Chico Whitaker, l’un des cofondateurs du Forum social mondial (FSM), fait le point sur cette nébuleuse que l’on appelle le FSM, et qu’il faudrait mettre au pluriel. Cet entretien paraît au moment où se réunit à Davos (Suisse) le Forum économique mondial. Le prochain FSM, lui, aura lieu en 2013 sans doute dans un pays arabe, étape d’un « printemps » qui se prolonge heureusement.
Chico Whitaker : Je reviens du Conseil international du Forum social mondial qui vient de se tenir au Bangladesh, juste après le Forum social de l’Asie du Sud, à Dhaka au Bangladesh. Ce fut une occasion de rencontrer tant de gens du Népal, du Pakistan, de l’Inde, du Bangladesh…
Développement et civilisations : Quel moment vit actuellement le FSM ?
CW : Le Forum social mondial est toujours à la recherche de son chemin, pour que ses objectifs puissent se réaliser et que son message d’espoir – « un autre monde est possible » – puisse atteindre toutes les régions du monde. Il s’agit d’un processus continu. Tenir une réunion du Conseil international à Dhaka avait pour objectif de porter attention à l’Asie du Sud, en appuyant l’initiative locale d’y organiser un Forum régional. Jusqu’ici, l’Asie avait été peu touchée par ce processus, à l’exception brillante du FSM de 2004 à Mumbai, en Inde, qui avait été précédé du Forum social régional à Hyderabad, également en Inde, en 2003.
La rencontre de Dhaka fut une opportunité, pour les organisations internationales qui constituent le Conseil international du FSM, de prendre contact avec les organisations locales et de les soutenir dans la réalisation de ce Forum social régional. Il est clair que, lorsqu’un Forum social mondial se tient quelque part, 80% des participants viennent du pays lui-même. C’est pour cela qu’il faut faire en sorte que chaque édition se tienne dans une zone géographique différente. Cette rencontre est alors l’occasion pour les mouvements et organisations de la région de prendre contact les uns avec les autres, tout en se liant aux luttes qui se mènent au niveau mondial. L’un des objectifs d’un Forum est de dépasser les divisions et les pratiques de concurrence entre mouvements… Il s’agit de créer des espaces de rencontre pour nouer des convergences, en dépassant les barrières et préjugés qui divisent, barrières qui profitent toujours aux puissances dominantes. Le Forum aide ainsi la société civile du pays organisateur à devenir un acteur politique plus fort, non seulement dans le pays mais dans l’ensemble des luttes qui se mènent dans le monde.

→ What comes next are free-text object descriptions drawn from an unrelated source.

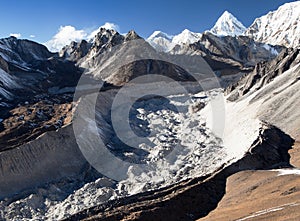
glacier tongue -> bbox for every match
[0,89,230,220]
[209,11,246,36]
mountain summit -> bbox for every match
[245,1,300,48]
[209,11,246,36]
[147,29,202,52]
[147,31,175,52]
[172,29,202,45]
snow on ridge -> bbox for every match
[262,44,279,55]
[0,69,20,89]
[148,1,299,50]
[244,1,300,48]
[274,169,300,176]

D&C : Quels sont les projets ou les perspectives actuelles du FSM ?
CW : Le Forum se tient tous les deux ans à l’échelle mondiale. La tendance actuelle est de multiplier, entre deux Forums mondiaux, les Forums au niveau régional, national et même local, ou encore de tenir des Forums thématiques. Ils sont en expansion. Dans l’année précédant le FSM de 2011 à Dakar, il y a eu plus de 40 Forums régionaux, nationaux et thématiques, un peu partout.
Une opportunité spéciale nous sera donnée bientôt avec la tenue de la Conférence des Nations unies dite « Rio+20 », pour les 20 ans du Sommet de la Terre de Rio de 1992. Des réunions préparatoires se sont tenues à New York. Il y a également eu, au mois de novembre 2011, la réunion sur le changement climatique à Durban. Des mouvements et organisations qui se sont rapprochés tout au long du processus FSM organisent ensemble des rencontres de la société civile qui auront lieu en parallèle des réunions de l’ONU. Dans ce cadre, plusieurs Forums sociaux locaux ou thématiques ont eu lieu ou se préparent (à Porto Alegre et à São Paulo, au Brésil, à Sarajevo, en Bosnie-Herzégovine, etc.)

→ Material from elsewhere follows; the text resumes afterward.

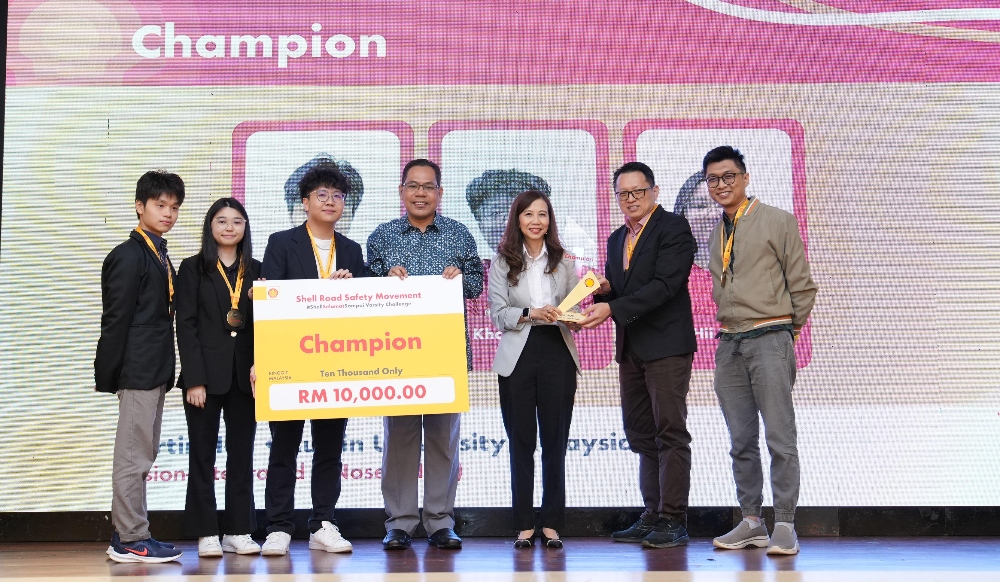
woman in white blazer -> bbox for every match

La prochaine réunion du Conseil international se tiendra au Kurdistan, afin d’appuyer les luttes de ce peuple. Durant cette réunion, nous allons probablement fixer le lieu du prochain FSM, en 2013, prévu pour le moment au Caire. Ce sont bien sûr les personnes originaires du pays qui doivent décider, in fine, si elles veulent bien s’engager dans la lourde tâche d’organiser un Forum mondial.